Le Iaïdo n’est donc pas de la danse, surtout pas, nous le disions au début, mais pratiquer les deux n’est pas incompatible : l’un apporte à l’autre, et vice et versa, dans la compréhension de soi, de son corps, dans la recherche d’un équilibre, au sens propre comme au sens figuré, car l’équilibre des mouvements participe à l’équilibre de la vie : comprendre que l’équilibre dépend du déséquilibre et que de l’ajustement des deux dépend l’aisance à se mouvoir et exister.

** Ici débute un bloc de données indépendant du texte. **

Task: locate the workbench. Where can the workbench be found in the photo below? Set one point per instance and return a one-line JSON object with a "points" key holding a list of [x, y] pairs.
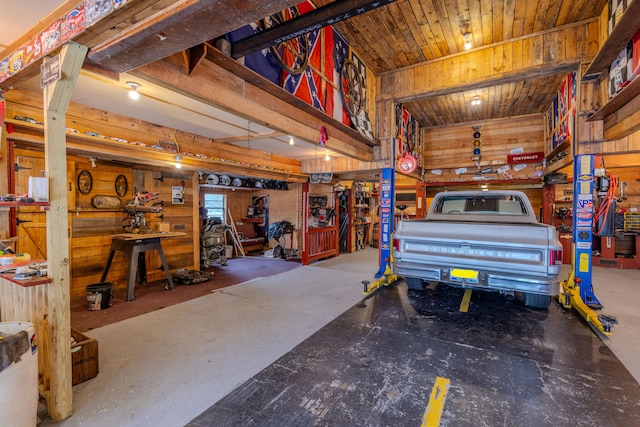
{"points": [[135, 245]]}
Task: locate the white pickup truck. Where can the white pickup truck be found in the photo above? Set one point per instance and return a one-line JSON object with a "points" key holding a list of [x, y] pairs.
{"points": [[487, 240]]}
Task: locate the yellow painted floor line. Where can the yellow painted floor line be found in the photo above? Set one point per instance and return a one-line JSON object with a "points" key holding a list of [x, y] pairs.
{"points": [[464, 305], [434, 409]]}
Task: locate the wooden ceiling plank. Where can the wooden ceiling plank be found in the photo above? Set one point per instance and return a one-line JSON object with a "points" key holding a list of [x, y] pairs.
{"points": [[509, 19], [519, 18], [486, 11], [447, 27], [541, 15], [530, 16], [498, 21]]}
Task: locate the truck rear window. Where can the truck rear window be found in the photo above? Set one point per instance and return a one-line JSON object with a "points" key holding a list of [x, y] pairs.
{"points": [[489, 204]]}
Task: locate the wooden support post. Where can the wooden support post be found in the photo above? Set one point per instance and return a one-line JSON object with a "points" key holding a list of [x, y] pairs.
{"points": [[195, 191], [56, 102]]}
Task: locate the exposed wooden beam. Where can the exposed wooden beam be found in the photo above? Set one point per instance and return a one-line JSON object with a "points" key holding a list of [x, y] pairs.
{"points": [[328, 14], [538, 55], [247, 94], [178, 27], [252, 137]]}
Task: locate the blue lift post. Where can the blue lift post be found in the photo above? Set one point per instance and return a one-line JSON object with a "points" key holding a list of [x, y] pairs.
{"points": [[578, 288], [384, 275]]}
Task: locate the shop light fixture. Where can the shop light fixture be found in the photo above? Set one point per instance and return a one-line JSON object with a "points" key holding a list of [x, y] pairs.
{"points": [[133, 92], [467, 41]]}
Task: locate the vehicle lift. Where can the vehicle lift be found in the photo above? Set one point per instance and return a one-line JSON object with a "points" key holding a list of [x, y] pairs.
{"points": [[384, 275], [577, 290]]}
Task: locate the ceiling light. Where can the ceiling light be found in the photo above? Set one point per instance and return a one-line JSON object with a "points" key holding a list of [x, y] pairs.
{"points": [[133, 92], [467, 41]]}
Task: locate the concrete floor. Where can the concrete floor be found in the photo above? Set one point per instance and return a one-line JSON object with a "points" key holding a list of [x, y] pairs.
{"points": [[199, 361]]}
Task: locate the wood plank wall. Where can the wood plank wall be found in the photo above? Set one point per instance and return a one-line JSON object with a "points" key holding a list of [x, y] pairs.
{"points": [[449, 148], [85, 119], [90, 228]]}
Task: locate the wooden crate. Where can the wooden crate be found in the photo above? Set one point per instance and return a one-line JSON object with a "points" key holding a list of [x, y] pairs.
{"points": [[84, 358]]}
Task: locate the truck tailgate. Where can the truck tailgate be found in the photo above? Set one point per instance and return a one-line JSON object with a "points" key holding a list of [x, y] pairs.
{"points": [[493, 246]]}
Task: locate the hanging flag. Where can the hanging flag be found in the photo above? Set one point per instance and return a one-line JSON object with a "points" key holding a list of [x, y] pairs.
{"points": [[307, 86], [262, 62], [336, 51]]}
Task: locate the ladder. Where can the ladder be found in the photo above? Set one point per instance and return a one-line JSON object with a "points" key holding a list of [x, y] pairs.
{"points": [[235, 236]]}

La danse m’a conduite au Iaïdo et le Iaïdo m’a ramené vers la danse. Il y a pour moi une interaction dans la pratique des deux disciplines, même si l’état d’esprit est différent ! Et ce n’est pas facile de le saisir quand on vient de l’univers de la danse. Je me suis souvent entendu rappeler à l’ordre pendant les entraînements : « Tu ne fais pas de la danse ! Il faut garder l’esprit de combat !»  C’est vrai, il ne faut pas passer à côté de l’essence même de l’art martial, bien qu’il y ait sans doute plusieurs façons  de l’envisager et de pratiquer, chacun arrive avec ses antécédents, ses expériences diverses. Je me suis alors rendu compte que le geste est révélateur de l’intention. Sans y réfléchir, on dit beaucoup de choses sur soi à travers la gestuelle que l’on adopte. S’interroger sur ses mouvements, c’est s’interroger sur soi et son rapport aux autres. Au-delà de l’apprentissage technique, au-delà de l’exercice physique, le Iaïdo, comme la danse, est un travail de réflexion, un art de repenser le corps. L’art est à la croisée des deux disciplines, art du combat, art de la danse, art au premier sens du terme, celui de façonner, car il s’agit bien de cela, façonner le corps, le pétrir pour en tirer le meilleur parti et se donner plus de liberté. A bouger sans contrainte, sans peur, on se sent tellement plus libre, tellement plus à son aise pour avancer dans l’existence. Il faut essayer de tendre vers cela, même si cette liberté et cette aisance sont tous les jours remises en question et que le chemin est long pour bien s’entendre avec soi.